Title: Effects of ambroxol on the autophagy-lysosome pathway and mitochondria in primary cortical neurons.
Authors: Magalhaes J, Gegg ME, Migdalska-Richards A, Schapira AH.
Journal: Sci Rep. 2018 Jan 23;8(1):1385.
PMID: 29362387                  (This report is OPEN ACCESS if you would like to read it)

In this study, the researchers used mouse neurons grown in cell culture to assess the effect of ambroxol on various aspects of cellular biology. They found that levels of mitochondria content increased with ambroxol treatment, and this was associated with elevated levels of peroxisome proliferator-activated receptor gamma coactivator 1-alpha (PGC1-α).

Other research reports have indicated improvements in mitochondrial function following ambroxol treatment (Click here to read another example).

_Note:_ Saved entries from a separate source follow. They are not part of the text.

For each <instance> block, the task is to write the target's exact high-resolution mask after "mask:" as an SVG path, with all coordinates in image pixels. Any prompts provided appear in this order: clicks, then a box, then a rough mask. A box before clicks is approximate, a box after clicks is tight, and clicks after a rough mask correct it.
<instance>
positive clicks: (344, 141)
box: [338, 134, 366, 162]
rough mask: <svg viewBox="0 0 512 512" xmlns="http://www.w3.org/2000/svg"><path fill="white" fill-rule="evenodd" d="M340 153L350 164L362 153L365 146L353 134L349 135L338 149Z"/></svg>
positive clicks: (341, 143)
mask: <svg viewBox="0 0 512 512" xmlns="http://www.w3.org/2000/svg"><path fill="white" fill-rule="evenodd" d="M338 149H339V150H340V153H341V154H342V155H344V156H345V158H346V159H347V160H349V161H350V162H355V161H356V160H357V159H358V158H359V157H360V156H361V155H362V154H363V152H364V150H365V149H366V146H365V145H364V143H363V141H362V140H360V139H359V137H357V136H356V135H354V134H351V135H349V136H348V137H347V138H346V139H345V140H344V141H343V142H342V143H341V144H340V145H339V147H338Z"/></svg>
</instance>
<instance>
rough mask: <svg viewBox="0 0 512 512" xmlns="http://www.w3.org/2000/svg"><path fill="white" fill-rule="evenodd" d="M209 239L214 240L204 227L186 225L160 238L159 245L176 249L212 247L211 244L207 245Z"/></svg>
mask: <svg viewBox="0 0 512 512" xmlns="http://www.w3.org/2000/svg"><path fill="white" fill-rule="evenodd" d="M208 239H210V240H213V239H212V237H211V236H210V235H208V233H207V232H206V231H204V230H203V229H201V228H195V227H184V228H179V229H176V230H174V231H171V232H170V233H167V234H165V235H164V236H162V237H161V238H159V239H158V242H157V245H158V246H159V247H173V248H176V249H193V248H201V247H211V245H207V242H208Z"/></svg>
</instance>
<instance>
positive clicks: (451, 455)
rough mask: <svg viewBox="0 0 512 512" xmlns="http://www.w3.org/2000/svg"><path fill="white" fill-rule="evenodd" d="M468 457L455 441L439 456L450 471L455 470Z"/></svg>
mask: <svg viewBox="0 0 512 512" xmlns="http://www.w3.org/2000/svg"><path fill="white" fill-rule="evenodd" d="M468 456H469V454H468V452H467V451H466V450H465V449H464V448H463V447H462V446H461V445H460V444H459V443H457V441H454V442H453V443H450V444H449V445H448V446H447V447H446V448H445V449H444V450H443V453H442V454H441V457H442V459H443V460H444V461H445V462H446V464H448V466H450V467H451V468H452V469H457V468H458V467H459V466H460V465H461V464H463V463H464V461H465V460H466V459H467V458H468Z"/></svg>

As I say, this effect of ambroxol could be independent of any GCase involvement, but it would be interesting to investigate if ambroxol (or any of the other GCase activators) is elevating levels of GCase in the mitochondria (and enhancing function there as a result).

So what does it all mean?

We started this post with the curious case of Adam Rainer, who changed from a dwarf into a giant during his lifetime. I now wonder if that particular story was such a good way to start this post. While our attention in this post has been focused on new research suggesting a novel function for the Parkinson’s-associated protein GCase, the data does not suggest a change for this protein that is as dramatic as the situation was for poor old Adam. Maybe I need to give more thought to my introductions.

We are regularly confronted in science with new perspectives or new functions for particular proteins. And I love the breaking of dogma (“GCase is just a lysosomal enzyme”). But challenging dogma is no easy feat. The current study will require independent replication and further investigation to determine if the results are physiologically relevant. Maybe GCase is just a lysosomal enzyme, and occasionally it finds itself in the mitochondria.

It would be very interesting from the stand point of Parkinson’s if this new function of GCase is ‘a thing’ (as my daughter likes to say). For a long time, dysfunction in the mitochondria has been ‘a thing’ associated with Parkinson’s and suspected to play a key role in the development and progression of the condition. By interacting with mitochondrial proteins, the PD-related protein GCase could be directly associating itself with the ground-zero of Parkinson’s. I look forward to following this research further, particularly if some of the GCase activator agents (like ambroxol) being developed for PD are found to increase transportation of GCase to the mitochondria and improve their function.